Rizespor’da düşme korkusunun, Beşiktaş’ta liderliği ele geçirmenin ya da o olanağı yitirmenin vereceği gerginlik olabilirdi. Rize tam tersine, içinde bulunduğu zorluktan cesaret almıştı. Girişken ve özgüvenliydi. Kenarları, Ba’yı, Sosa’yı iyi kontrol ederek, üstüne hızlı hücumlar ekleyerek zorladı Beşiktaş’ı. Beşiktaş’ın ilk 11’inde 5, kulübesinde 2 sarı kart sınırında adamı vardı. Bir sonraki rakibin Bursa olduğunu akla getirdiğinizde Beşiktaş sakin bir mücadeleye neredeyse mecburdu. Ancak bunun tadını kaçırarak oynadılar. En önemli güçleri Olcay solda kayboldu, Gökhan sağda top gevelemekten yoruldu.

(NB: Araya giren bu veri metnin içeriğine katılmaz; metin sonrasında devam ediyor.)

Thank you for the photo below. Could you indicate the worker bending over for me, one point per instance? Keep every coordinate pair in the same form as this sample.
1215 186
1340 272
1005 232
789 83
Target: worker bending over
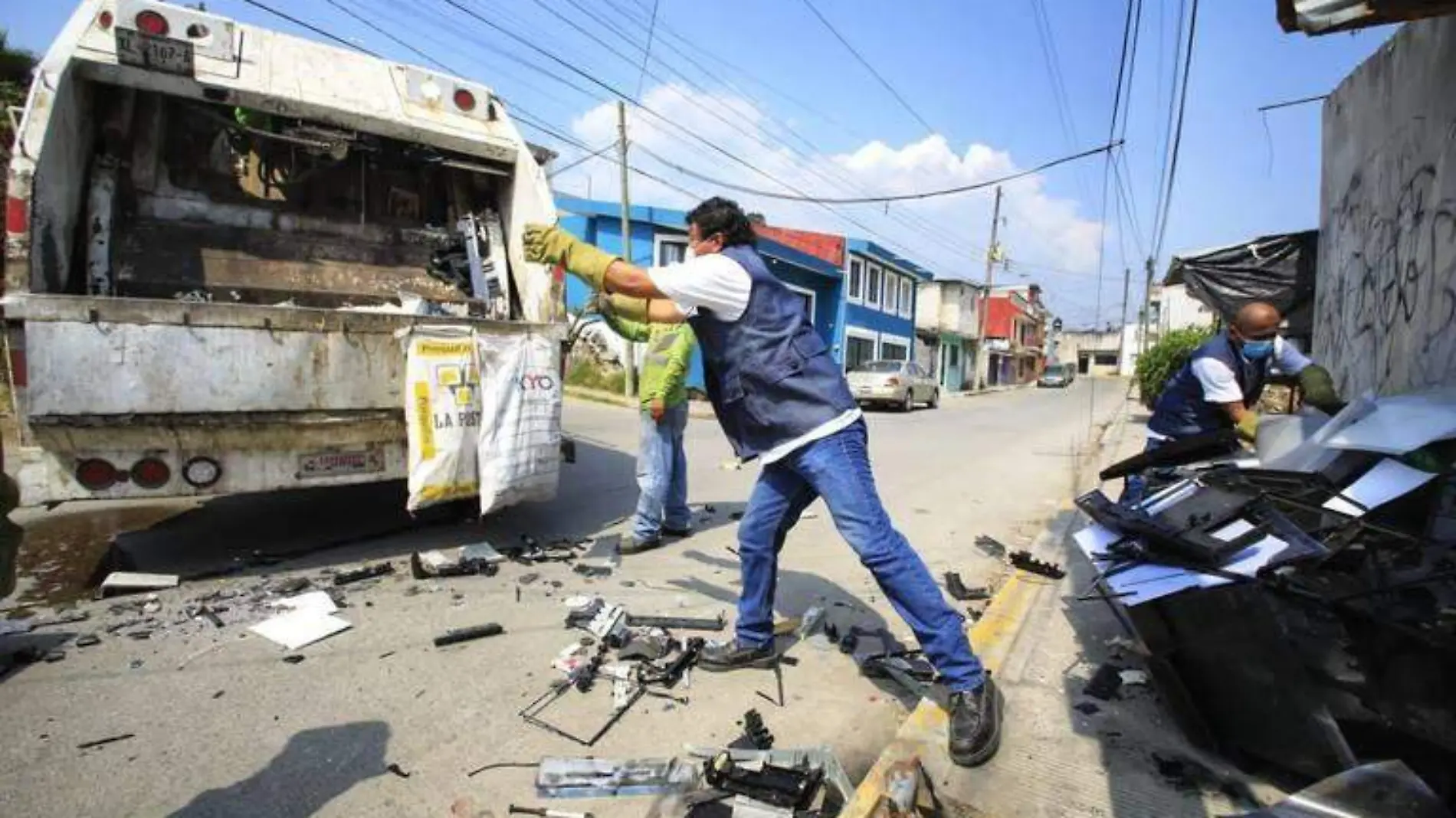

Sosa da baskı görünce özellikle ilk yarıda çok top kaybı ile oynadı. Onlar yetersiz kalınca önde Ba’nın da etkisizleşmesi doğaldı. Beşiktaş ligin başlarında flaş takım haline gelirken, temel ilkesi coşkulu ve tempolu oynamaktı. Oysa Beşiktaş artık oyunu yavaşlatarak, rakibi rahatlatarak ve kaşınarak oynuyor!
Yavaşlığın Rizespor’a avantaj sağladığı açıktı. Beşiktaş’ın hızlanması, kendi alanındaki gereksiz yan paslardan vazgeçmesi, çabuk ve öne oynaması gerekti. İkinci yarıda biraz bunun arayışına girdiler ve Sosa’nın ilk zorlaması nefis bir gol bulmasını sağladı. Golle birlikte, hırçın Kıvanç da kırmızı görerek takımını on kişi bıraktı! Ve Beşiktaş bu kez savunmada ne denli cılız olduğunu kanıtlamaya kalkıştı ve hemen beraberlik golünü yedi. Bu golden az sonra da Koray, Motta’nın dizine vahşice taban koydu. Bu da tartışmasız kırmızı karttı. Rize dokuz kişi kaldı 65.dakikada! Beşiktaş’ın bundan sonra bile oyunu hızlandıramayışı eksik rakibinin kapanma olanağı bularak savunma kurmasına neden oldu.
Özetle, Beşiktaş’ın oyun aklı sahip olduğu gücü kullanmayı beceremeyecek kadar yetersizdi dün. Galibiyeti getiren penaltının da tartışılacak yanı yoktu.